The Crucible is a play with many allegorical references. Written during the 1950s but set in the 1600s, Arthur Miller used the Salem witch trials in Massachusetts to represent the figurative witch hunt for communists in the United States, commonly known as the 'Red Scare'. Using actual court manuscripts and primary documents, Miller brings to life the people of Salem, and the atrocities the occurred there, in this heart-wrenching play.
The Crucible by Arthur Miller is an account of the Salem Witch trials, which took place in Massachusetts during the 1600s. The play centers on a community of Puritans who lose their righteousness as they fall victim to the spreading of lies and deceit. Abigail Williams, the reverend's niece, starts the hysteria of witchcraft to get revenge on her lover’s wife, Goody Proctor. Written in the 1950s, Miller used the witch hunt as a metaphor for the 'Red Scare', the growing threat of communism in the United States during the 1950s.
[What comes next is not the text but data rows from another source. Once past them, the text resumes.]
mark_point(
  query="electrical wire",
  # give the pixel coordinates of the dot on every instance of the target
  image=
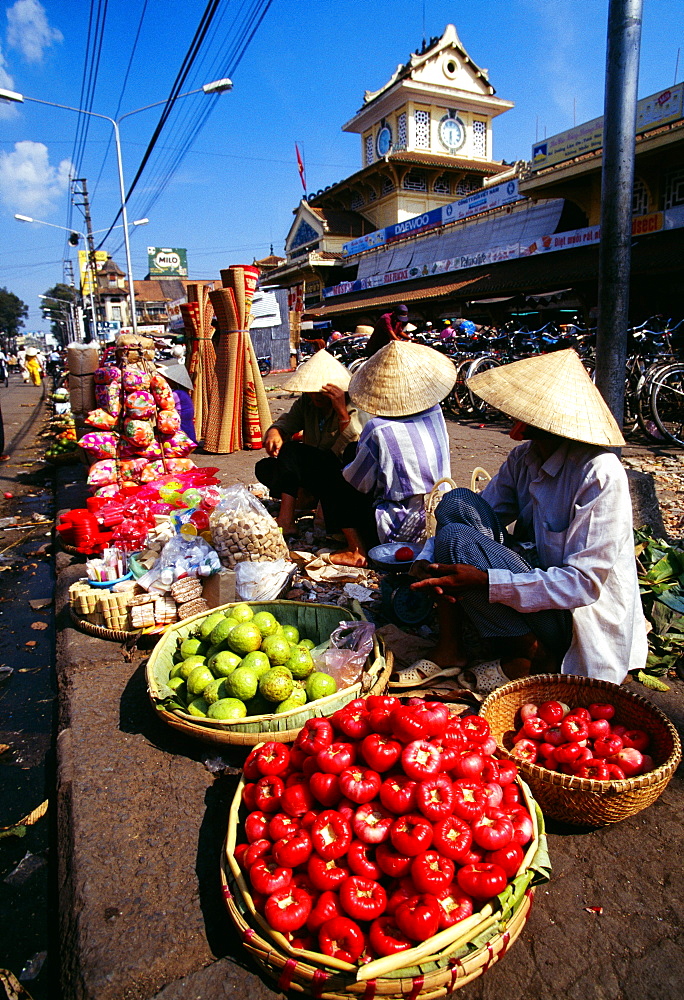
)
(158, 181)
(121, 94)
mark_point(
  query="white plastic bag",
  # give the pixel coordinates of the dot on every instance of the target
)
(242, 529)
(262, 581)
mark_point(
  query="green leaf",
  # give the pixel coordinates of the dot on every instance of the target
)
(652, 682)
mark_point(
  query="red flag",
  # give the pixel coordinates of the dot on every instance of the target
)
(300, 167)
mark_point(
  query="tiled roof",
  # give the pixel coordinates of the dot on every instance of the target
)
(447, 162)
(389, 298)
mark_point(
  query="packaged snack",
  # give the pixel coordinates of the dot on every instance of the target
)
(139, 433)
(100, 419)
(161, 390)
(178, 445)
(133, 468)
(108, 397)
(168, 421)
(102, 473)
(101, 444)
(139, 405)
(242, 529)
(134, 378)
(106, 376)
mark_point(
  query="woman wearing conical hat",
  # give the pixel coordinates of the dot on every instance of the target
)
(562, 593)
(404, 449)
(330, 427)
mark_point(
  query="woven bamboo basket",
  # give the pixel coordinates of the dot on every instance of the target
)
(434, 968)
(583, 801)
(315, 621)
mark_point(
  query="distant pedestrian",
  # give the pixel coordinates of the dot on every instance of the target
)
(390, 326)
(33, 367)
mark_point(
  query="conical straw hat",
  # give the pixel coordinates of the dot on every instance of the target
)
(552, 392)
(321, 369)
(401, 379)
In the play, good Christians are accused of witchcraft by Abigail and many other young girls in the community. They lie to save themselves. When others in town see their accusations are being taken seriously, they begin to use accusations to settle old feuds, to gain land or power, and for vengeance against those they dislike.
John Proctor, Abigail’s former lover, becomes the martyr, refusing to sign a decree stating he consorted with the Devil. He refused to save his life through a lie, which would make him no better than his accusers. He also realized that signing would ruin his family name for centuries to come. In the end, he is hanged as a witch.